La source de l’AP a indiqué qu’aucun accord formel n’a encore été conclu, même si les efforts de médiation se poursuivent.
L’activité dans le détroit d’Ormuz reste modérée
Toute "reopening" du détroit ne devrait pas ramener le trafic aux niveaux d’avant-guerre. Les données de suivi maritime montrent une certaine amélioration de l’activité, mais les volumes globaux restent bien inférieurs aux normes historiques. Le 29 July, les transits de méthaniers (LNG) ont repris après une pause de deux semaines. Néanmoins, au cours des derniers jours, le nombre de navires franchissant le détroit n’a atteint en moyenne que 10–15 navires par jour — loin du niveau de plus de 70 transits quotidiens généralement observé en temps de paix. Pour les marchés du GNL, le détroit est tout aussi crucial, car il transporte presque toutes les exportations du Qatar, qui représentent environ 20 % de l’offre mondiale de gaz naturel liquéfié.

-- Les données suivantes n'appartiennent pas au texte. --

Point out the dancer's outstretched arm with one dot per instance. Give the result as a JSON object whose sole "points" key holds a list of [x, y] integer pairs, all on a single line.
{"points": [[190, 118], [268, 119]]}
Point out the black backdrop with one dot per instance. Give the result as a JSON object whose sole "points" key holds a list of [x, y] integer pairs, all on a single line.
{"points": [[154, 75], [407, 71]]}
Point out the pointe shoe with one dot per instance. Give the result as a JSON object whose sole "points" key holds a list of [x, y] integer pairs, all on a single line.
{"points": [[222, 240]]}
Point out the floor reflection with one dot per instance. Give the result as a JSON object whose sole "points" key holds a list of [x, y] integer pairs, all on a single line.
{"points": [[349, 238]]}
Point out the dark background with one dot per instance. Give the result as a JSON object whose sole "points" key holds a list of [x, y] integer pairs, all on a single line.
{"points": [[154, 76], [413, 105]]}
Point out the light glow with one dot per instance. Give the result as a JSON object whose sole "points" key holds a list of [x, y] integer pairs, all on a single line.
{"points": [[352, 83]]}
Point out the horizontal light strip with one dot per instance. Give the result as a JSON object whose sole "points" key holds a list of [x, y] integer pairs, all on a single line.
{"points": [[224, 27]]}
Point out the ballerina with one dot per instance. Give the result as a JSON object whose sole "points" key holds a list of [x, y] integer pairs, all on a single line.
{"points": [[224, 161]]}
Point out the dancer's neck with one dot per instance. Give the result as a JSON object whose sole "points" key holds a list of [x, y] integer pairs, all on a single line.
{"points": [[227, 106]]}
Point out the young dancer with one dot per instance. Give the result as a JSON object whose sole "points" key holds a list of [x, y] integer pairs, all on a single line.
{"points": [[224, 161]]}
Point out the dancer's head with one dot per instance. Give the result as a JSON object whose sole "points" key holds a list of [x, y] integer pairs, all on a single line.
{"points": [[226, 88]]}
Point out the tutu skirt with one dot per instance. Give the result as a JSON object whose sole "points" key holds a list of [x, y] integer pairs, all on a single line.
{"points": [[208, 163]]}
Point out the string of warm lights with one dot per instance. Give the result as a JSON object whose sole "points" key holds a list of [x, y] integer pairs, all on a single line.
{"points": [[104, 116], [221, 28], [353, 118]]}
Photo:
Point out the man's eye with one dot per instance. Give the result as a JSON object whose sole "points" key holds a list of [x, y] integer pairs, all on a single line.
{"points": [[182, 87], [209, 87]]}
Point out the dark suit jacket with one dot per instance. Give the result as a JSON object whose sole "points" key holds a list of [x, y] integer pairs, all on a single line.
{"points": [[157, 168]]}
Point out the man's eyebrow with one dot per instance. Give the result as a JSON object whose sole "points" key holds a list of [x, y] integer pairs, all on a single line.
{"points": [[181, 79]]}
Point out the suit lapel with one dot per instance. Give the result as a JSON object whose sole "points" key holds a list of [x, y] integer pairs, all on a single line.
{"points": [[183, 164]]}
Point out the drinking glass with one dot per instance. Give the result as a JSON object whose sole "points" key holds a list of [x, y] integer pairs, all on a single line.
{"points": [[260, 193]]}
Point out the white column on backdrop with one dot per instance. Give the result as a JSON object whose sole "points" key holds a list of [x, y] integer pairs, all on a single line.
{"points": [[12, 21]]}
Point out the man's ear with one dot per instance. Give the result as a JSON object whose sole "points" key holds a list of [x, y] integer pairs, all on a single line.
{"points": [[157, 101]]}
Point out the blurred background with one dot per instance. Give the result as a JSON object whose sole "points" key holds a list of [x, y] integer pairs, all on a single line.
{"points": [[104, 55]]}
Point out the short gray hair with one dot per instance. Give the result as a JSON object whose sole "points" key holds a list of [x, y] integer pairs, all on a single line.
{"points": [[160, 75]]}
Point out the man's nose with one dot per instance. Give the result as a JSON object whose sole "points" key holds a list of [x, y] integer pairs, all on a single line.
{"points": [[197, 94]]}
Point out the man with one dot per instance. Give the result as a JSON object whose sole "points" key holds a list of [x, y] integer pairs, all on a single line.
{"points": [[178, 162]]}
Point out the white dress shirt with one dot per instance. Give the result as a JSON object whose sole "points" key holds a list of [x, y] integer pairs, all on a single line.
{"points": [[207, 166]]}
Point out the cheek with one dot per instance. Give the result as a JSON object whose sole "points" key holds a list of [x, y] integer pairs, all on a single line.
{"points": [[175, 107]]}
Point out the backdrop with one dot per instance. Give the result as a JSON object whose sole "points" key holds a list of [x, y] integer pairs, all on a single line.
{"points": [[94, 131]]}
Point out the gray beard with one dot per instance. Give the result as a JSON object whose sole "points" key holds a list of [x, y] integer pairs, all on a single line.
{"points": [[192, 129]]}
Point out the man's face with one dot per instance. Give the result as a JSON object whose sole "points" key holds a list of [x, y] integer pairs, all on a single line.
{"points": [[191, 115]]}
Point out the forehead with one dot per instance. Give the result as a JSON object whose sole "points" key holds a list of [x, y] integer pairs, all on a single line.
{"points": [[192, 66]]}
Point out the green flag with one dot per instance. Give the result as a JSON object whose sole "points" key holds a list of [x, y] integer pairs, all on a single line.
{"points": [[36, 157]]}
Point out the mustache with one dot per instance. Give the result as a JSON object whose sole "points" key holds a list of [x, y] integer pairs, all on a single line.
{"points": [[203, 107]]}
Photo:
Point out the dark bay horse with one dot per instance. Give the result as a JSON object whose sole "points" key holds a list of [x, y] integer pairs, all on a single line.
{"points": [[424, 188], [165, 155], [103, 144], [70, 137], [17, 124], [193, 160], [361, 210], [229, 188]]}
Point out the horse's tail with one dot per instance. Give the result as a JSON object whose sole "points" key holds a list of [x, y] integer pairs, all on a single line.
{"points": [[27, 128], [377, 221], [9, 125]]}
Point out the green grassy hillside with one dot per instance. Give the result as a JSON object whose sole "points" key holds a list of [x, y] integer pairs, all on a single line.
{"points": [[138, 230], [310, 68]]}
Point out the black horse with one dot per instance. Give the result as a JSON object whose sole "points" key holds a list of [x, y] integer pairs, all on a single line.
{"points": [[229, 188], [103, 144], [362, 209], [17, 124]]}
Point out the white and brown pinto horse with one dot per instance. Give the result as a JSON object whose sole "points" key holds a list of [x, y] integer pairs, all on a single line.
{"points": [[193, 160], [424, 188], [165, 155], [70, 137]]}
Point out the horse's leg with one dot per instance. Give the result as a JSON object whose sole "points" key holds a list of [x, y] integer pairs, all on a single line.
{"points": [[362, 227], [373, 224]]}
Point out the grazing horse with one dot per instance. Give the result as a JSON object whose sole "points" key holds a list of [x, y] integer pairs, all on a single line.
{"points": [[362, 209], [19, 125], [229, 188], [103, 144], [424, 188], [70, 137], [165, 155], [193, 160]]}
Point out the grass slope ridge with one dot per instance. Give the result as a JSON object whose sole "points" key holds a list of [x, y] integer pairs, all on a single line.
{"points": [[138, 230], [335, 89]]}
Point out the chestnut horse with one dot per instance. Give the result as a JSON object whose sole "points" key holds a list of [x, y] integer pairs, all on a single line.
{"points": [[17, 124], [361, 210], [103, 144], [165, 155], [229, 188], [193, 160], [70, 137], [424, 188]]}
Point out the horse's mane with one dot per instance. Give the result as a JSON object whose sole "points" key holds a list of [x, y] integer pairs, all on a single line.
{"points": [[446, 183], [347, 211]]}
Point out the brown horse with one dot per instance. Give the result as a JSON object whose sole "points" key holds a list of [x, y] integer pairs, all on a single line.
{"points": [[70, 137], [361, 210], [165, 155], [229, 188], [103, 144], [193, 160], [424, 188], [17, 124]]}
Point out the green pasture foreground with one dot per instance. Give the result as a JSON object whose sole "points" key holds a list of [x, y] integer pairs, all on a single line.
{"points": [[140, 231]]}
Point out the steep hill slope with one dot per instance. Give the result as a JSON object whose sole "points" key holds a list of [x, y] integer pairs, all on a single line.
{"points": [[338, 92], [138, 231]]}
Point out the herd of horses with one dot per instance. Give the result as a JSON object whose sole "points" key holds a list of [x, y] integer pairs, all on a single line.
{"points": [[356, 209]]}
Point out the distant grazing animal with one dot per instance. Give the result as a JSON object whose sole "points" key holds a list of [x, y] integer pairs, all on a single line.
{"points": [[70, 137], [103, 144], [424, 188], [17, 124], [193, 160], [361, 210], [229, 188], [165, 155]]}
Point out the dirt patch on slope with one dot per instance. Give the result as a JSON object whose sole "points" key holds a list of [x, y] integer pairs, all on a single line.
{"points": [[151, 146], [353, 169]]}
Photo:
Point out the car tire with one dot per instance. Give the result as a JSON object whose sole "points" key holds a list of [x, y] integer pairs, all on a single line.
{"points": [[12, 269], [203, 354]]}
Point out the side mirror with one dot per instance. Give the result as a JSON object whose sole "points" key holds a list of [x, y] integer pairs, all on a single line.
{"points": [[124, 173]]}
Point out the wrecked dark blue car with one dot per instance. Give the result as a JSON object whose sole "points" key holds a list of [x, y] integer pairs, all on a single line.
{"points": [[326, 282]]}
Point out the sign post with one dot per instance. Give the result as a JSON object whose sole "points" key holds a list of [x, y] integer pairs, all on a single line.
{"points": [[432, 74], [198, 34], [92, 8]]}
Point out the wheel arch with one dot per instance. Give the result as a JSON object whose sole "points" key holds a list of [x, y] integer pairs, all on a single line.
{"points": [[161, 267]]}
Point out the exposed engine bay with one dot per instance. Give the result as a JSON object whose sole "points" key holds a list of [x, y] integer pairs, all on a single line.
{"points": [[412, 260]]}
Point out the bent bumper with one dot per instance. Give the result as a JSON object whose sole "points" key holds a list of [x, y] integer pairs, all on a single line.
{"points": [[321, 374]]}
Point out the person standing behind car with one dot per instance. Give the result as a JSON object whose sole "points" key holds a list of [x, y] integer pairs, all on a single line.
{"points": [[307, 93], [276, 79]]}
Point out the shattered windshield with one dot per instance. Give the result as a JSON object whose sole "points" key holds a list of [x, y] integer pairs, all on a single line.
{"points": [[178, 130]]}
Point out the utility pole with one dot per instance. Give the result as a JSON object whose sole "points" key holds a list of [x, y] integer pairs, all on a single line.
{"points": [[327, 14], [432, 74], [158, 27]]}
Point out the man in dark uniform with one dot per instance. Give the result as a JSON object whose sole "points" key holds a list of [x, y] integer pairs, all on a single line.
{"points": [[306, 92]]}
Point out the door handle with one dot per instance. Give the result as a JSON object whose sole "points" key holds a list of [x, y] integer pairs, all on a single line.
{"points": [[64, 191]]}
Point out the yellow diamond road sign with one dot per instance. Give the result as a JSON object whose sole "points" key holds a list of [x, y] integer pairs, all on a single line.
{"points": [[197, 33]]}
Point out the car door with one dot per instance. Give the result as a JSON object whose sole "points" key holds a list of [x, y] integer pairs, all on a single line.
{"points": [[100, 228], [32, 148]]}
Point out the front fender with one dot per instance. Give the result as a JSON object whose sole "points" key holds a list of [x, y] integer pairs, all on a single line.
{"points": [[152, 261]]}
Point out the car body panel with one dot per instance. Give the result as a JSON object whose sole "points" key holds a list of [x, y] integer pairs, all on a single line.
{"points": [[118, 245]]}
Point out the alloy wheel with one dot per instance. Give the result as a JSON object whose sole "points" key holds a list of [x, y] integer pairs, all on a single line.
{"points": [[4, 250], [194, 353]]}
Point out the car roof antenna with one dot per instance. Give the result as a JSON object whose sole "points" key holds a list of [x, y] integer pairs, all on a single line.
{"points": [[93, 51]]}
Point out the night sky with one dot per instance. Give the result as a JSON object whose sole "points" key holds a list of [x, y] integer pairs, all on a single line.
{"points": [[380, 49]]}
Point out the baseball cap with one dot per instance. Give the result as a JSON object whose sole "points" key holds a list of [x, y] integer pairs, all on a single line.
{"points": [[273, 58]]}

Si un accord est trouvé, les négociations devraient suivre la même structure qu’auparavant. Lors du premier cycle, les discussions s’étaient arrêtées au Stage 4/5, et une trajectoire similaire est attendue si le processus actuel suit la même logique.
Les discussions nucléaires se heurtent à des obstacles persistants
Même avec un cessez-le-feu et la reprise du dialogue, la fin du conflit plus large est loin d’être acquise. Les deux camps maintiennent des lignes rouges bien établies sur les questions nucléaires et liées à l’uranium. L’Iran a déjà précisé que les discussions nucléaires devront inclure l’enrichissement, les limites des stocks et ses besoins nucléaires civils (ForexLive). Ce sont des sujets sur lesquels les deux pays n’ont pas réussi à trouver un terrain d’entente depuis plus d’une décennie, depuis les négociations ayant conduit au Plan d’action global conjoint de 2015, dont les États-Unis se sont retirés en 2018 sous la première administration Trump.
Les États-Unis partent du principe qu’une pression suffisante peut amener l’Iran à céder. Les cinq derniers mois ont montré le contraire, et la perspective d’un accord nucléaire global demeure lointaine.
La stratégie de l’Iran, telle qu’observée durant cette période, a consisté à prolonger les négociations par des promesses progressives et non engageantes, en échange d’un allègement supplémentaire des sanctions et d’un dégel de ses avoirs. La question non résolue est de savoir si Trump acceptera un tel scénario ou si les hostilités pourraient reprendre après une longue parenthèse diplomatique.
Le principal levier de l’Iran reste son contrôle du détroit d’Ormuz. Tant que cet avantage stratégique subsiste, Téhéran a peu d’incitation à modifier son approche, et le schéma cyclique de cessez-le-feu, d’impasse et de renégociation est susceptible de perdurer. Pour suivre la suite des événements, les indicateurs à surveiller sont concrets : le nombre quotidien de navires transitant par le détroit, toute formalisation écrite des conditions du cessez-le-feu, et le fait de savoir si les obstacles de négociation au Stage 4/5 seront réellement traités plutôt que reportés une nouvelle fois.